Slow lorises—a small group of wide-eyed, nocturnal primates found in the forests of south and southeast Asia—might look adorable, but think twice before snuggling up to one. They may look harmless, but a slow loris can pack a gnarly bite laced with venom powerful enough to rot flesh.
Scientists have long been fascinated with slow lorises, and until now, they haven’t been able to pinpoint exactly why they have venom or how they use it. However, a new study suggests that slow lorises mainly use their toxic bites in fights against each other instead of defending themselves against other species, reports Liz Kimbrough for Mongabay.
“This very rare, weird behavior is happening in one of our closest primate relatives,” Anna Nekaris, lead author on the study and a primate conservationist at Oxford Brookes University, tells Rachel Nuwer for the New York Times. “If the killer bunnies on Monty Python were a real animal, they would be slow lorises—but they would be attacking each other.”

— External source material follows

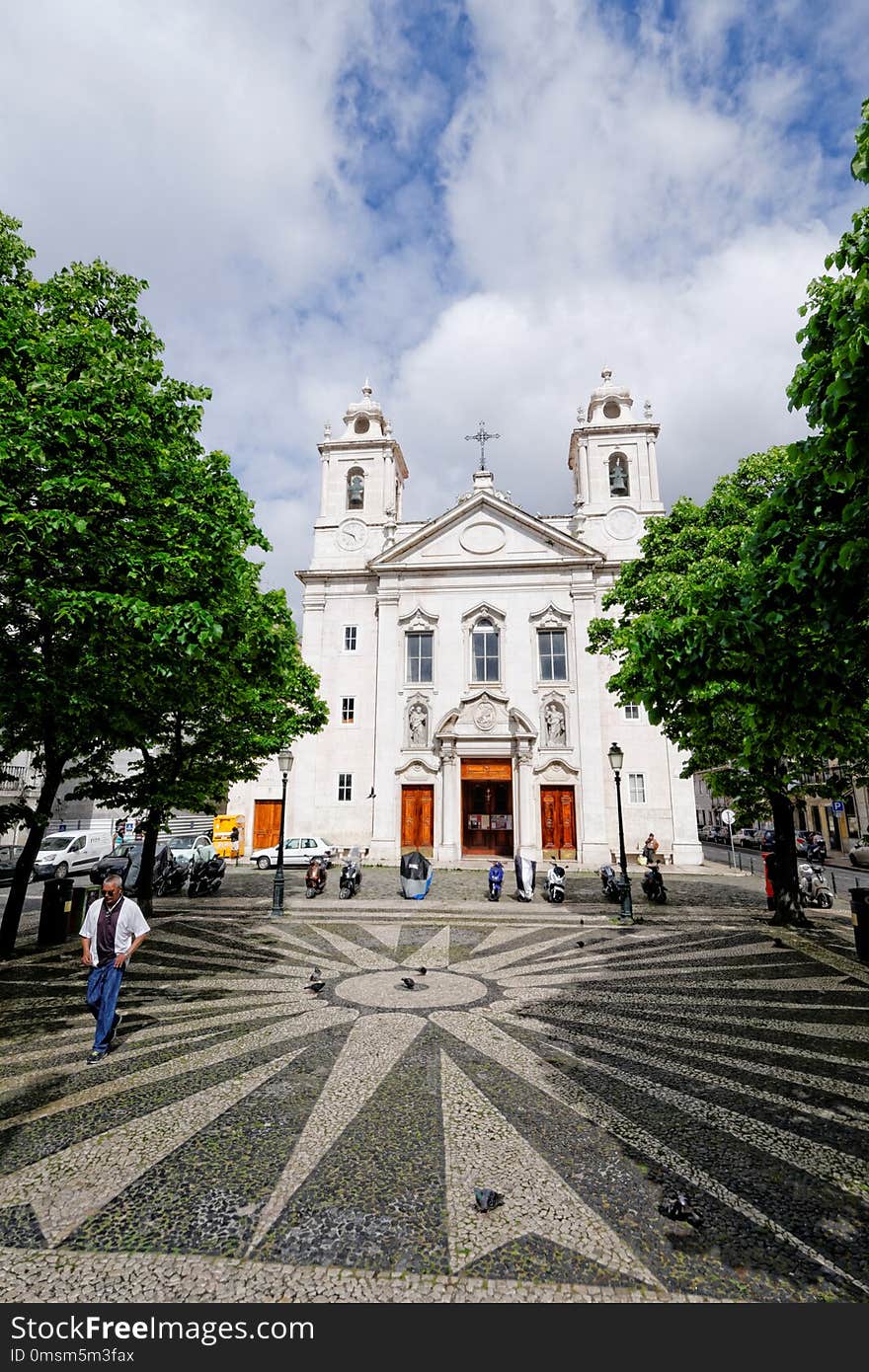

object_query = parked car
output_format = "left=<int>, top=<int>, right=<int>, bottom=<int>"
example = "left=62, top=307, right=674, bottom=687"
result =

A bite from a loris is no joke. They have glands underneath their armpits that ooze noxious oil, and when they lick those glands, their saliva combines with the oil to concoct the venom. It fills into their grooved canines, which then deliver a grisly bite strong enough to pierce through bone. The imbued venom causes the victim’s flesh to rot away, and some lorises have even been seen with half their faces melted off, Nekaris tells the Times.
As the only group of venomous primates, slow lorises were already seen as oddities in the animal kingdom, and for decades, scientists debated why a primate would evolve to be venomous. They originally hypothesized that the venom was used to defend themselves from predators or to ward off parasites.
To finally uncover how lorises use venom in the wild, Nekaris and her team of researchers spent eight years studying critically endangered Javan slow lorises in Java, Indonesia. They collectively logged 7,000 hours studying the lorises’ behaviors and health; they equipped 82 lorises with radio collars to track their movements, and the team captured individuals every few months to monitor their health.
During their routine health checks, the team found that 20 percent of all the lorises had fresh bite wounds inflected by other lorises. Around a third of the females and 57 percent of the males showed signs of a bite; younger lorises also had more bites than older individuals. The team concluded that slow lorises are viciously territorial, and they use venom as their weapon of choice. Males are known to defend their mates while females are protective of their offspring and food. They really are “adorable little furballs of death,” Nekaris tells Mongabay.
Slow lorises are join an exclusive group of only five other mammals known to use venom against individuals of their own species. The list includes vampire bats, two species of shrews, platypuses and solenodons, which are shrew-like critters found in Central America. Nekaris tells Mongabay that it’s rare for both males and females to have venom and also use it. In species like the duck-billed platypus, males use their venom against each other during mating season.
Very few studies provide in-depth analyses of how individuals within a species use venom to settle disputes or vie for resources, Ronald Jenner, a venom specialist at the Natural History Museum in London who was not involved in this research, tells the Times. But to his knowledge, “this is the most extensive field study ever done on this topic,” he says.